Chestnut and mushroom pasta

Draft recipe

This recipe is in draft state; it is unfinished and still being refined.

The sauce is made by blending half of the ingredients, making it rich without using any cream and very flavourful.

Preparation: 5 minutes Cook: 25 minutes Total: 30 minutes Serves: 2

Tools

  • Chefs knife
  • Chopping board
  • Colander
  • Cup
  • Frying pan
  • Medium saucepan
  • Powerful blender

Ingredients

  • 180g cooked chestnuts
  • 300g mushrooms
  • 1 medium white onion
  • 300g whole wheat pasta
  • 30g fresh flat leaf parsley
  • 4tbsp vegetable oil
  • 1 chicken stock pot/cube
  • freshly ground black pepper
  • salt to season
  • parmessan to finish

Method

  1. Roughly chop half the chestnuts, mushrooms and the whole onion

    Tip

    The roughly chopped ingredients will be blended until smooth, it is a good idea to remove and roughly chop all of the mushroom stalks as these are tougher than the caps.

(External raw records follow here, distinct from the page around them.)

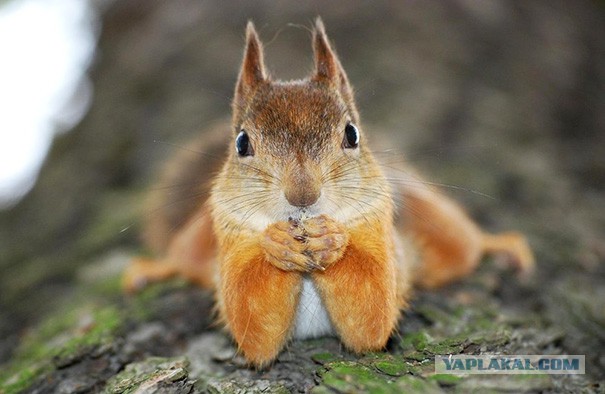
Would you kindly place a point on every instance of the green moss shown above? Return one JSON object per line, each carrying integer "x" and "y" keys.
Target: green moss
{"x": 412, "y": 384}
{"x": 393, "y": 367}
{"x": 445, "y": 379}
{"x": 152, "y": 371}
{"x": 415, "y": 340}
{"x": 59, "y": 338}
{"x": 323, "y": 358}
{"x": 348, "y": 376}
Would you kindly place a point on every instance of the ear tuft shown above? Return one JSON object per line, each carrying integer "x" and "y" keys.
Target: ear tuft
{"x": 326, "y": 64}
{"x": 253, "y": 68}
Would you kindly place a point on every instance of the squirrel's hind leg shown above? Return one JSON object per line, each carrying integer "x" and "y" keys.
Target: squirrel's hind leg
{"x": 450, "y": 244}
{"x": 190, "y": 254}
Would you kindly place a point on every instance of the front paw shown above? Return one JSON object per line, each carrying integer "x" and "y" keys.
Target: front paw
{"x": 326, "y": 240}
{"x": 305, "y": 246}
{"x": 284, "y": 244}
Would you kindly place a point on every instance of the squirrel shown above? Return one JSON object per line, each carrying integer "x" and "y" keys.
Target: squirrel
{"x": 296, "y": 233}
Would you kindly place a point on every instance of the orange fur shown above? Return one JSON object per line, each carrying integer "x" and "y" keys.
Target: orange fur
{"x": 360, "y": 290}
{"x": 304, "y": 203}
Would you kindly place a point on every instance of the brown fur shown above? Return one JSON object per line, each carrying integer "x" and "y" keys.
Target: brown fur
{"x": 252, "y": 242}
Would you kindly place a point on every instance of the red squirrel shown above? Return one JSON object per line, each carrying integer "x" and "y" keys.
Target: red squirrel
{"x": 295, "y": 234}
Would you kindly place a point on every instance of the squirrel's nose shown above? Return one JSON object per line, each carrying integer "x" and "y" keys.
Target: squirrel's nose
{"x": 301, "y": 188}
{"x": 302, "y": 198}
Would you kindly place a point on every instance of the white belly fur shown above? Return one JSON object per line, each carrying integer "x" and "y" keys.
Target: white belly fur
{"x": 312, "y": 319}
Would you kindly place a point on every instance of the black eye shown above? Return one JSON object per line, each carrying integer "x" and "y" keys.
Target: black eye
{"x": 351, "y": 139}
{"x": 242, "y": 144}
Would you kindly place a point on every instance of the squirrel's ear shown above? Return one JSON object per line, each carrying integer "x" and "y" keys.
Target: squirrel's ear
{"x": 253, "y": 69}
{"x": 327, "y": 66}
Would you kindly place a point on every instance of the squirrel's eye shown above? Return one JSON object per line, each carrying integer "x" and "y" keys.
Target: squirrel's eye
{"x": 351, "y": 139}
{"x": 242, "y": 144}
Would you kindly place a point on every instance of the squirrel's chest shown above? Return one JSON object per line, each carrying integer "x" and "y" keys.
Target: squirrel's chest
{"x": 312, "y": 318}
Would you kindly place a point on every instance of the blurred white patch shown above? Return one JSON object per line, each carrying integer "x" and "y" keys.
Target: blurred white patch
{"x": 45, "y": 48}
{"x": 312, "y": 318}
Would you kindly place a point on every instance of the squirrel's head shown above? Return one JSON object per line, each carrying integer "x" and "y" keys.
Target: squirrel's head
{"x": 298, "y": 148}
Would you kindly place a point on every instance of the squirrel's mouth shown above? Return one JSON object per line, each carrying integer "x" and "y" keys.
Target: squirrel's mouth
{"x": 302, "y": 213}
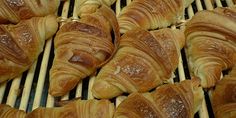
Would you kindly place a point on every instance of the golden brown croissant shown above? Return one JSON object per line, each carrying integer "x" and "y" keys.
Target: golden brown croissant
{"x": 15, "y": 10}
{"x": 143, "y": 61}
{"x": 9, "y": 112}
{"x": 211, "y": 45}
{"x": 21, "y": 44}
{"x": 224, "y": 96}
{"x": 90, "y": 6}
{"x": 74, "y": 109}
{"x": 82, "y": 47}
{"x": 168, "y": 101}
{"x": 77, "y": 109}
{"x": 151, "y": 14}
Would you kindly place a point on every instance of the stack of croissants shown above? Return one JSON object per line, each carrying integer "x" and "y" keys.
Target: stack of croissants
{"x": 126, "y": 53}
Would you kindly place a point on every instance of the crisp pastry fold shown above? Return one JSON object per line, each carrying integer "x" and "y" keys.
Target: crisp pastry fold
{"x": 90, "y": 6}
{"x": 211, "y": 44}
{"x": 81, "y": 47}
{"x": 21, "y": 44}
{"x": 16, "y": 10}
{"x": 151, "y": 14}
{"x": 223, "y": 97}
{"x": 180, "y": 100}
{"x": 143, "y": 61}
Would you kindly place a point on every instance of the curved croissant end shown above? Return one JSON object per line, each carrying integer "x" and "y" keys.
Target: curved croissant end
{"x": 90, "y": 6}
{"x": 211, "y": 44}
{"x": 14, "y": 11}
{"x": 82, "y": 47}
{"x": 21, "y": 44}
{"x": 143, "y": 61}
{"x": 223, "y": 97}
{"x": 151, "y": 14}
{"x": 171, "y": 100}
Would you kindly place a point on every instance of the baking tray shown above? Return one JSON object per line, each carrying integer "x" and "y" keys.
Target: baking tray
{"x": 30, "y": 90}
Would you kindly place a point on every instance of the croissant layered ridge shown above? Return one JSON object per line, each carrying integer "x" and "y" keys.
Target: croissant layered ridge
{"x": 16, "y": 10}
{"x": 223, "y": 96}
{"x": 211, "y": 44}
{"x": 81, "y": 47}
{"x": 143, "y": 61}
{"x": 151, "y": 14}
{"x": 180, "y": 100}
{"x": 21, "y": 44}
{"x": 90, "y": 6}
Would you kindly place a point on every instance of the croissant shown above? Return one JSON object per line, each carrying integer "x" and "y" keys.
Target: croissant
{"x": 211, "y": 45}
{"x": 151, "y": 14}
{"x": 21, "y": 44}
{"x": 82, "y": 47}
{"x": 143, "y": 61}
{"x": 16, "y": 10}
{"x": 223, "y": 97}
{"x": 8, "y": 112}
{"x": 181, "y": 100}
{"x": 77, "y": 109}
{"x": 90, "y": 6}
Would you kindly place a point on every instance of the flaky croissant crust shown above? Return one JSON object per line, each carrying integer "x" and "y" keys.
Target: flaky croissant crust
{"x": 211, "y": 44}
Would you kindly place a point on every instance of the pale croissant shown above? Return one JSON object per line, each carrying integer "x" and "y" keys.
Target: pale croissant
{"x": 151, "y": 14}
{"x": 211, "y": 44}
{"x": 90, "y": 6}
{"x": 21, "y": 44}
{"x": 223, "y": 97}
{"x": 143, "y": 61}
{"x": 181, "y": 100}
{"x": 16, "y": 10}
{"x": 80, "y": 48}
{"x": 77, "y": 109}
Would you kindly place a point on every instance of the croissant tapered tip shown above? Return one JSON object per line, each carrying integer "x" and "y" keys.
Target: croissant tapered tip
{"x": 51, "y": 25}
{"x": 102, "y": 89}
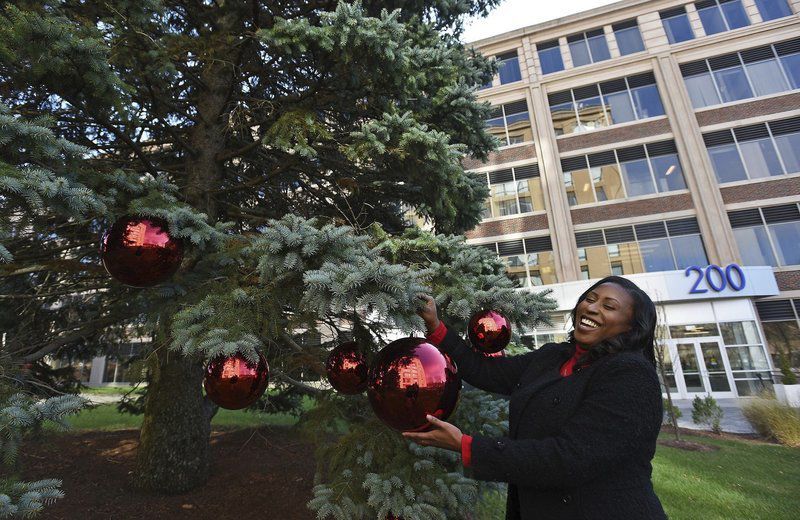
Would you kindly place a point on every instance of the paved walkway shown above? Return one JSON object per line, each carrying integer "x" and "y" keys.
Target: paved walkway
{"x": 733, "y": 420}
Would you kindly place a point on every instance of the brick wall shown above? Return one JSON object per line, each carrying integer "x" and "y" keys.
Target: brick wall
{"x": 635, "y": 208}
{"x": 761, "y": 190}
{"x": 508, "y": 226}
{"x": 759, "y": 107}
{"x": 514, "y": 153}
{"x": 613, "y": 135}
{"x": 788, "y": 280}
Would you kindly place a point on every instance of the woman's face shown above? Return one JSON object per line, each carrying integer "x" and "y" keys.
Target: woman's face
{"x": 607, "y": 311}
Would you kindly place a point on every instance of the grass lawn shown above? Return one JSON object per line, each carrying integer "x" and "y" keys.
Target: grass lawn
{"x": 740, "y": 480}
{"x": 106, "y": 417}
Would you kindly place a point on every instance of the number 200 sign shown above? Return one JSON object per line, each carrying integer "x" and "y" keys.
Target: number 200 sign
{"x": 717, "y": 278}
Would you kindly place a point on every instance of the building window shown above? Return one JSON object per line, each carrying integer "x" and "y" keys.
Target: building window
{"x": 603, "y": 104}
{"x": 752, "y": 73}
{"x": 643, "y": 248}
{"x": 550, "y": 56}
{"x": 755, "y": 151}
{"x": 768, "y": 236}
{"x": 721, "y": 15}
{"x": 530, "y": 262}
{"x": 629, "y": 39}
{"x": 508, "y": 67}
{"x": 623, "y": 173}
{"x": 510, "y": 123}
{"x": 676, "y": 25}
{"x": 513, "y": 191}
{"x": 588, "y": 47}
{"x": 772, "y": 9}
{"x": 779, "y": 320}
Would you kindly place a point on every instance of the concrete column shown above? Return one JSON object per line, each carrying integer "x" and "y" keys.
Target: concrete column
{"x": 611, "y": 39}
{"x": 558, "y": 214}
{"x": 698, "y": 171}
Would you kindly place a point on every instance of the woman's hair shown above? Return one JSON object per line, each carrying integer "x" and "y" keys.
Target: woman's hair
{"x": 641, "y": 335}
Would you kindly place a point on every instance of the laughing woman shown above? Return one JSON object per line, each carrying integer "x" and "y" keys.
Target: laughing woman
{"x": 584, "y": 415}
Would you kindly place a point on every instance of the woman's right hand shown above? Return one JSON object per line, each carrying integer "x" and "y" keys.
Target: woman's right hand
{"x": 428, "y": 312}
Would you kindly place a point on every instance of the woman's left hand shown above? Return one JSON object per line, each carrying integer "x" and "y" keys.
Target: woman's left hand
{"x": 442, "y": 435}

  2. Saute roughly chopped ingredients

    Add 2tbsp vegetable oil to a frying pan and saute the roughly chopped mushrooms and onion, when nearly cooked add the roughly chopped chestnuts to heat through. Once cooked add to a powerful blender.

  3. Begin cooking pasta

    While the chestnuts and mushrooms are sauteing bring a saucepan of salted water to the boil and begin cooking the pasta.

  4. Evenly dice the remaining chestnuts and mushrooms

  5. Saute diced ingredients

    Once the roughly chopped ingredients have been added to the blender return the pan to the heat. Add 2tbsp vegetable oil to the pan and saute the diced mushrooms, when nearly cooked through add the diced chestnuts to heat through.

  6. Chop the parsley and set aside

    Tip

    Parsley stalks are tougher than leaves, so chop them off and add them to the blender.

  7. Blend sauce

    Once the pasta is cooked, reserve a cup of the cooking liquid and drain. Put the chicken stock pot and the reserved pasta cooking liquid in the blender along with a pinch of salt and freshly ground black pepper to taste. Blend until creamy and smooth.

  8. Combine dish

    When the sauteing diced mushrooms and chestnuts are cooked return the pasta to the empty saucepan and combine with the sauce from the blender, the sauted mushrooms and chestnuts and the chopped parsley, stir to combine.